One such heroine of our time is Lisa Nolland who writes a column called Lisa’s Lookout in Anglican Mainstream. She is one of the few people in Britain to be spending nearly every waking moment researching the SORs and naturally gets very depressed. We need to hold these people up in prayer and encourage them.
I awoke today with 2 Corinthians 10 :3-5 on my mind: “For though we walk in the flesh, we do not war after the flesh: (For the weapons of our warfare are not carnal, but mighty through God to the pulling down of strong holds;) Casting down imaginations, and every high thing that exalteth itself against the knowledge of God, and bringing into captivity every thought to the obedience of Christ”
Yes, that is our mandate.
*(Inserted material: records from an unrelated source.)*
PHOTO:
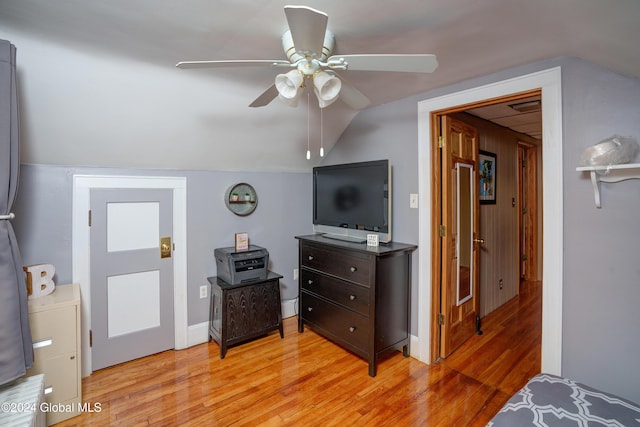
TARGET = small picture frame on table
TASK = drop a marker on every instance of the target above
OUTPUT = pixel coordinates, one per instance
(242, 241)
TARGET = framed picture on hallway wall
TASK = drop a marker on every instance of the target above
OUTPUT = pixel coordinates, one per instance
(487, 174)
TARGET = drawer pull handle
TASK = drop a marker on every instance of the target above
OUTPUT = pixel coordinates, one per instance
(43, 343)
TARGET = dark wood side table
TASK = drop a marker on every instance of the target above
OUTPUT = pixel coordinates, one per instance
(245, 311)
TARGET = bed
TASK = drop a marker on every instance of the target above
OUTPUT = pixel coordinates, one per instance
(549, 400)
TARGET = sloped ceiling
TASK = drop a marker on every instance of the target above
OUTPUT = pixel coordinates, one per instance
(122, 102)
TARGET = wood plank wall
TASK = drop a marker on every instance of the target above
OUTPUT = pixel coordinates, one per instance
(499, 256)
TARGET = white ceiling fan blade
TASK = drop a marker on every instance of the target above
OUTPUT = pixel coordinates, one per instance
(234, 63)
(308, 27)
(266, 97)
(415, 63)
We should not be coy or defensive about speaking up. In love, we need to expose the works of darkness. Naturally this will mean that we are humiliated and slandered in public, like Anthony Priddis, the Bishop of Hereford, but what an honour for the sake of Jesus Christ. A psychological characteristic of homosexuality is precisely to humiliate and be humiliated. Bondage, domination and degrading are part of the sexual excitement. Being publicly humiliated and made to confess is also the tactic of Marxism, which will soon be in your area.
http://www.dailymail.co.uk/pages/live/articles/news/news.html?in_article_id=445966&in_page_id=1770
http://www.goodmoves.org.uk/news/?pid=43
David Skinner, UK
Bill, yes we do need heroes that we can look up to want to emulate.
I believe the are out there but I ask why don’t we hear about them?
Well, I believe the media can be largely held responsible.
In our culture today negativity and gossip sells.
We do not hear of accomplishments only failures.
I notice that many achievers do not wish to give interviews because they see incorrect reporting or their words taken out of context.
The result is that we only get a one sided view from those parties seemingly mistreated.
Look only at the report about the 4 finalists on ‘Idol” whose only fault was that they attended a church.
The heroes are there but we do not hear about them after all it might not be PC to report on them as their views might not be in line with the intelligensia.